Dalam waktu singkat, konsep bisnis pizza tersebut berkembang pesat melalui sistem waralaba dan berhasil menjadi jaringan restoran pizza terbesar di dunia pada awal 1970-an.
Kesuksesan Pizza Hut menarik perhatian PepsiCo yang kemudian mengakuisisi perusahaan tersebut pada tahun 1977 sebagai bagian dari ekspansi ke sektor restoran.

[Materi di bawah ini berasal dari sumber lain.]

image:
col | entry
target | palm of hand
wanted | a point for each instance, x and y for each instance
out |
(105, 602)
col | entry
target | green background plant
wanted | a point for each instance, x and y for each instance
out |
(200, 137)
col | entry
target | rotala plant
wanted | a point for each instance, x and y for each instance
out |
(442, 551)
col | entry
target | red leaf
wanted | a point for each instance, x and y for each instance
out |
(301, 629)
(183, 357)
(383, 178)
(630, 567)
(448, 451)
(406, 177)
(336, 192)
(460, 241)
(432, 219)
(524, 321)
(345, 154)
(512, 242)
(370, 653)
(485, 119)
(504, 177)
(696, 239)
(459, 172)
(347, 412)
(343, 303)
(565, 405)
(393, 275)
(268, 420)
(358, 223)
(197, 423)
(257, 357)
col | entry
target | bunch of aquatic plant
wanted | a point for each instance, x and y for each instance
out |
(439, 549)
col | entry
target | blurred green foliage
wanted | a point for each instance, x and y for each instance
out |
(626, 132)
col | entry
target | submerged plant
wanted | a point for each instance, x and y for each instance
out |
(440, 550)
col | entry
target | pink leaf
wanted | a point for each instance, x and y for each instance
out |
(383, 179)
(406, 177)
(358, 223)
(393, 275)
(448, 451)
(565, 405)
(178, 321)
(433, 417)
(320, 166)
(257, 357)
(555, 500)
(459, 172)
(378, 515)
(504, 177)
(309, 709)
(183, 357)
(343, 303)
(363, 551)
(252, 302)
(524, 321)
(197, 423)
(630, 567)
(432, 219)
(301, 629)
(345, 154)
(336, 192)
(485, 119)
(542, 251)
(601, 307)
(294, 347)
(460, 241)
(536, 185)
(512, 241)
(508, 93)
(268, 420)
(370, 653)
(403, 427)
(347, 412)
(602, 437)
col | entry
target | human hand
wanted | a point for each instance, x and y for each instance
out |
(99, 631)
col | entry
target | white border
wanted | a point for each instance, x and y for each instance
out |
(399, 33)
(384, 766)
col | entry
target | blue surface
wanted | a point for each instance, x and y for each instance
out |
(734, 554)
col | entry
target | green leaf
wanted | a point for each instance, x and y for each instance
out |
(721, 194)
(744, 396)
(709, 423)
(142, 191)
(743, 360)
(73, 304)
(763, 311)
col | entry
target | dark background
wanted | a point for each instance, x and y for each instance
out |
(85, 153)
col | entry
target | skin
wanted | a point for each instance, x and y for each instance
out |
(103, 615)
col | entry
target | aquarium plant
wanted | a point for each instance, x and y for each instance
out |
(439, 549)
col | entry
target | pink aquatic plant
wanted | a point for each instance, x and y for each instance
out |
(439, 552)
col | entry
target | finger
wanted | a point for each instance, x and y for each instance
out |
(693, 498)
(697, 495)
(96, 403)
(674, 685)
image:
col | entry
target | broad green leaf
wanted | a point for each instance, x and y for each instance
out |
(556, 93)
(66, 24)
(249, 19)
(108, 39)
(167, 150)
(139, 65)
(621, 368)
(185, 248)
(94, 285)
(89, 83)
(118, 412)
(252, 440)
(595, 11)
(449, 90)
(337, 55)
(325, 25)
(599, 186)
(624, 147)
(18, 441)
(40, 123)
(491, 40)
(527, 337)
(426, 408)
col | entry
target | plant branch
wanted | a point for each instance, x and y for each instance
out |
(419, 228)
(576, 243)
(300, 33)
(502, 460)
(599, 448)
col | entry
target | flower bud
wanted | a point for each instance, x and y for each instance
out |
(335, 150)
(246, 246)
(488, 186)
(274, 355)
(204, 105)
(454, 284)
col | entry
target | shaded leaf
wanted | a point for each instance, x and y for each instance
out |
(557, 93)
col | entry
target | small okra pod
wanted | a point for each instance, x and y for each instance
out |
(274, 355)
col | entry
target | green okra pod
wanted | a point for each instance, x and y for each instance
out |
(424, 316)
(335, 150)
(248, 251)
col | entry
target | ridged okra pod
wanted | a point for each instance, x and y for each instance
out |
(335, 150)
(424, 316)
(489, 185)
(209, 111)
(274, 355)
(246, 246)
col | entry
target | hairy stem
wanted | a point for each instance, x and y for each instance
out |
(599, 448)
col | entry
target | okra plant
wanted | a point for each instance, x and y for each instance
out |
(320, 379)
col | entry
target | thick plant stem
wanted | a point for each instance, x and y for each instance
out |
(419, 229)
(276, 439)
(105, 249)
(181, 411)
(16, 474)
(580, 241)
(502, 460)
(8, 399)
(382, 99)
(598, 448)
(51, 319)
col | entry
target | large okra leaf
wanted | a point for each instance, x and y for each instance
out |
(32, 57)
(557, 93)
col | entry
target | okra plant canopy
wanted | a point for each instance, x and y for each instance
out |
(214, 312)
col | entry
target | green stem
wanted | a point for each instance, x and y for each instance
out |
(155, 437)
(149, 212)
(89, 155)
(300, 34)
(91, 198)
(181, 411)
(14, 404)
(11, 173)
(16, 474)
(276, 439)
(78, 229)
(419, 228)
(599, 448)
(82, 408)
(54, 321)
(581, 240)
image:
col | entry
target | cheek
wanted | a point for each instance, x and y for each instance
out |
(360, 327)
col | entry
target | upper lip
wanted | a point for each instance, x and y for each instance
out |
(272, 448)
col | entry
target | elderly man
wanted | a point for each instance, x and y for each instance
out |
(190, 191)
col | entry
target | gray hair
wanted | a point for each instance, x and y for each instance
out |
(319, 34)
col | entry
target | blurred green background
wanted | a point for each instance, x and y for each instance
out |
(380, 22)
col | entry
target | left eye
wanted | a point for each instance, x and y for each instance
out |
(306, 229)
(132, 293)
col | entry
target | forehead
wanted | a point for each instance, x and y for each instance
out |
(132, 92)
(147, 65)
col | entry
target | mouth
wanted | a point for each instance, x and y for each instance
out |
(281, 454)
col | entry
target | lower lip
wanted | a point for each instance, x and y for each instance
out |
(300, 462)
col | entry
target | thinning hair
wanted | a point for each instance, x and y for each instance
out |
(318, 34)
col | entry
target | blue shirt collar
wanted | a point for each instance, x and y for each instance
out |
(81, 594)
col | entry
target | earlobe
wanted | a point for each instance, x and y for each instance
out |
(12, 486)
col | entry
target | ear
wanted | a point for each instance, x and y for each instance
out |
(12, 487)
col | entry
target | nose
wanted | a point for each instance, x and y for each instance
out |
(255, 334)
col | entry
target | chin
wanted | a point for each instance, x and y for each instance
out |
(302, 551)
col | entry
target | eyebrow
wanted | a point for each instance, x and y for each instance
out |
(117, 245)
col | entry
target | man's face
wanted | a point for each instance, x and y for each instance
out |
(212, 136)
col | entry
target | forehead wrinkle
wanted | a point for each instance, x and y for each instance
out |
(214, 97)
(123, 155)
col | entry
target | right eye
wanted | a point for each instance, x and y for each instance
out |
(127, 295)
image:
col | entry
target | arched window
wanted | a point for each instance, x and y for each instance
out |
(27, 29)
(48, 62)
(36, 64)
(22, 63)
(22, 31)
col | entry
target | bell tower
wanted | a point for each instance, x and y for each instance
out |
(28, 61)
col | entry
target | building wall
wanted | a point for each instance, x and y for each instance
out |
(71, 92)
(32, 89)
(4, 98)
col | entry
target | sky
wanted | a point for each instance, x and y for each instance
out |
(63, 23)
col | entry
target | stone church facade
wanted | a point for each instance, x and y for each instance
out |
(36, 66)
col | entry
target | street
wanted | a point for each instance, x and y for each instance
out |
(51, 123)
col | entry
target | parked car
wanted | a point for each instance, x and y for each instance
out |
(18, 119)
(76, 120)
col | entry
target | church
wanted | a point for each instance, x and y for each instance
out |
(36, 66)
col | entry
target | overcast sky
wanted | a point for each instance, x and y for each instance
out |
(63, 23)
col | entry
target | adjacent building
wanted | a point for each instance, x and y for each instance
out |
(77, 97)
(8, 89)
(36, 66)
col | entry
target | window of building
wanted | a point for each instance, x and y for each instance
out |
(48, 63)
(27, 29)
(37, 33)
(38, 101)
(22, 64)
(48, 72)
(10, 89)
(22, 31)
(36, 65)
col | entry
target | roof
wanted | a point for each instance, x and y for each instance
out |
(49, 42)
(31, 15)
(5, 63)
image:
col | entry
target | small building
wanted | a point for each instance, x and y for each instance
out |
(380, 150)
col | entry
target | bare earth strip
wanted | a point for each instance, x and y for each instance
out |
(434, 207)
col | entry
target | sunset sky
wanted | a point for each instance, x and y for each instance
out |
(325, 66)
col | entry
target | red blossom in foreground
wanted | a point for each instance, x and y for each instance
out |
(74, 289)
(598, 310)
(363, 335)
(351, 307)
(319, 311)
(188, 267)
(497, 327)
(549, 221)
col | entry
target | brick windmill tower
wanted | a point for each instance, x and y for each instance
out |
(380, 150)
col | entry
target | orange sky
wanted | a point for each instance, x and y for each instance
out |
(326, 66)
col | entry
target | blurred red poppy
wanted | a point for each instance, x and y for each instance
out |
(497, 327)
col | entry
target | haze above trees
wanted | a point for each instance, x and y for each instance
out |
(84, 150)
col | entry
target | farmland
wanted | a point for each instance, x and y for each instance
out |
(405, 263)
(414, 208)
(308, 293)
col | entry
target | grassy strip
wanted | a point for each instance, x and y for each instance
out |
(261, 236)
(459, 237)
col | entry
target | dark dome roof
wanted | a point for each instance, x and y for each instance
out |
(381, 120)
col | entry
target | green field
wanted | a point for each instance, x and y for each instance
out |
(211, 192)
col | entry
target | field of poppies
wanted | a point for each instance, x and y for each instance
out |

Selanjutnya, PepsiCo juga mengakuisisi Taco Bell dan KFC sebelum akhirnya memisahkan bisnis restoran menjadi perusahaan independen bernama Tricon Global Restaurants pada 1997. Perusahaan itu kemudian berganti nama menjadi Yum! Brands.
Selama hampir tiga dekade, Pizza Hut berkembang bersama KFC dan Taco Bell di bawah satu grup usaha sebelum akhirnya resmi dilepas pada 2026.
Hampir 20.000 Gerai di 108 Negara
Berdasarkan laporan perusahaan, hingga akhir 2025 Pizza Hut mengoperasikan hampir 20.000 gerai yang tersebar di 108 negara dan wilayah.
Jaringan tersebut membukukan penjualan sistem tahunan mencapai US$12,8 miliar. Amerika Serikat menjadi pasar terbesar dengan kontribusi sekitar 40 persen dari total penjualan global, sedangkan China menyumbang sekitar 20 persen.
Meski masih memiliki jaringan yang sangat luas, dominasi Pizza Hut di pasar global telah tergeser oleh Domino’s Pizza sejak 2017.
Dengan masuknya LongRange Capital sebagai pemilik baru, industri kini menantikan strategi yang akan diterapkan untuk mengembalikan daya saing Pizza Hut di tengah perubahan tren bisnis makanan cepat saji dunia.